2018年3月フランス西部ブルターニュ半島南東部の都市ナントに建設された、フランス初となる3Dプリント住宅『Yhnova』(関連記事こちら)は、ナント大学の研究チームを中心に構成されたプロジェクトチームによって建設された建物で、延べ床面積95平方メートルの室内に、広い中央リビングと4つのベッドルームを備えている。

特許取得の3Dプリント方式でプリントされた住宅のコストはわずか179,000ポンド(約2,620万円)で、これは伝統的な工法を用いて建設された住宅よりも約20%安く施工された。

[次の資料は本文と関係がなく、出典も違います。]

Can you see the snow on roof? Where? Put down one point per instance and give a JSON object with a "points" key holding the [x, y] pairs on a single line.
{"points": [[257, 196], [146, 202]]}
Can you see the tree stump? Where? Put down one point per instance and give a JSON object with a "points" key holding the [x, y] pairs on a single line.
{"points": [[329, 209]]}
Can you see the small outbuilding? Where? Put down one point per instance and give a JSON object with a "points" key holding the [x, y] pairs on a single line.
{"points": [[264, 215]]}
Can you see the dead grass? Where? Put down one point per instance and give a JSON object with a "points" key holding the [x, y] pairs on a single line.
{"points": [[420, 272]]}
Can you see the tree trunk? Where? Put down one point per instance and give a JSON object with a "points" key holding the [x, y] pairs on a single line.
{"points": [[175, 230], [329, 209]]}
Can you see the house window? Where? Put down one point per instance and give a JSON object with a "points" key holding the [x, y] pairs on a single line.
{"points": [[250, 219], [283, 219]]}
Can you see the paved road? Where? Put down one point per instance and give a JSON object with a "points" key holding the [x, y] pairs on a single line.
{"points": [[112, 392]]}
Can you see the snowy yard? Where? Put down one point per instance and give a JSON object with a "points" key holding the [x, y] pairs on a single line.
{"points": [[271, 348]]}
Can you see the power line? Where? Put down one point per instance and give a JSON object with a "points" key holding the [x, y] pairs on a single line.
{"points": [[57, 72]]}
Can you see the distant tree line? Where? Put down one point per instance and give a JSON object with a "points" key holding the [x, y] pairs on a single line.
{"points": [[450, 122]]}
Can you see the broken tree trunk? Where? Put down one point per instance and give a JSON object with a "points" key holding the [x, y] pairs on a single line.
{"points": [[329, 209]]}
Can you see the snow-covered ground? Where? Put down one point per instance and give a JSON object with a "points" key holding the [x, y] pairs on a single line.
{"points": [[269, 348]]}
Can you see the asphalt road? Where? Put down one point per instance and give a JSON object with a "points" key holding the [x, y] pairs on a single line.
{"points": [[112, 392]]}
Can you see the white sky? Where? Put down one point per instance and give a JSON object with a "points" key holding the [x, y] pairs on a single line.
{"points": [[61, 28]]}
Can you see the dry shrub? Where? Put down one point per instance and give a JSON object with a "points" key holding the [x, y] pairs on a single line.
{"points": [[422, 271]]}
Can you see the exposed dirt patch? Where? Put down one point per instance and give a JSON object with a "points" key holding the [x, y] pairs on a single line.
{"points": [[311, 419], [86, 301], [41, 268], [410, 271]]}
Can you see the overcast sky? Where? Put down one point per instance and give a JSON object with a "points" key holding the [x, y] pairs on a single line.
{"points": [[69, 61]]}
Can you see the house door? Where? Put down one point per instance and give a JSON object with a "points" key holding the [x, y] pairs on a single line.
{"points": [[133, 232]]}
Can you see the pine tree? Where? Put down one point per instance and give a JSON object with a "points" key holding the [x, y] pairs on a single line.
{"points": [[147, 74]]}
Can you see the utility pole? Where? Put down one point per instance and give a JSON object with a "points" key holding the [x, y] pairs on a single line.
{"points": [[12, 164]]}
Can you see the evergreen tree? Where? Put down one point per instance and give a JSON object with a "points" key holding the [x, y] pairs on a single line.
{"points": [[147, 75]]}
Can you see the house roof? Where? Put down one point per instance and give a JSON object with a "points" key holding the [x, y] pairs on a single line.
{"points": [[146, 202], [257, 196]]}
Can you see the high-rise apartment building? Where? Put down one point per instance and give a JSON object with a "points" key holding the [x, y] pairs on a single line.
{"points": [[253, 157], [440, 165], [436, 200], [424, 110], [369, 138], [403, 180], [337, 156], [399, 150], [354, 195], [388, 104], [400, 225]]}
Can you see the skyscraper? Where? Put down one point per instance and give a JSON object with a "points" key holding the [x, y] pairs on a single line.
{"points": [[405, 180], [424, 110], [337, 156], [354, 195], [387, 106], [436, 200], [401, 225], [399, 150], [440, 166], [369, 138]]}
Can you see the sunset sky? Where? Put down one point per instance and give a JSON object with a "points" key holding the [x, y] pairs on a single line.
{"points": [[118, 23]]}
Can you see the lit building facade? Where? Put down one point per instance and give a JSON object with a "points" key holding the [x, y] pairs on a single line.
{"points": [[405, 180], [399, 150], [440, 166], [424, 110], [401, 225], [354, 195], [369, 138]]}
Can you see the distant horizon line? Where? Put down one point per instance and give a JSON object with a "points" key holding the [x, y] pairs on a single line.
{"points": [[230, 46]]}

コンセプトモデルとなるこの3Dプリント住宅は、主要構造のプリントに54時間を要しているが、チームは近い将来、同規模の建設時間を33時間にまで短縮することができるとして、コストと時間の大幅な削減を目指し研究を進めている。

今回完成した3Dプリント住宅『Yhnova』には、抽選で選ばれた地元住民夫妻と3人の子供、計5人が入居することが決まり、主人も「このプロジェクトに参加することは大変光栄なことである」と語っている。

この建物には、屋内空気の質、湿度、温度、3Dプリント構造物の保守状況を把握するためのセンサーや監視システムが備えてあり、スマートフォンからすべてを制御できる「スマートハウス」になっている。また、建物は障害者にも住みやすいようバリアフリー設計を基本としており、車椅子でのアクセスも容易という。

チームの中心となるナント大学教授は現在、パリ北部に18棟の3Dプリント住宅を建設するプロジェクトや、700m四方の大型商業ビルの建設プロジェクトにも取り組んでいる。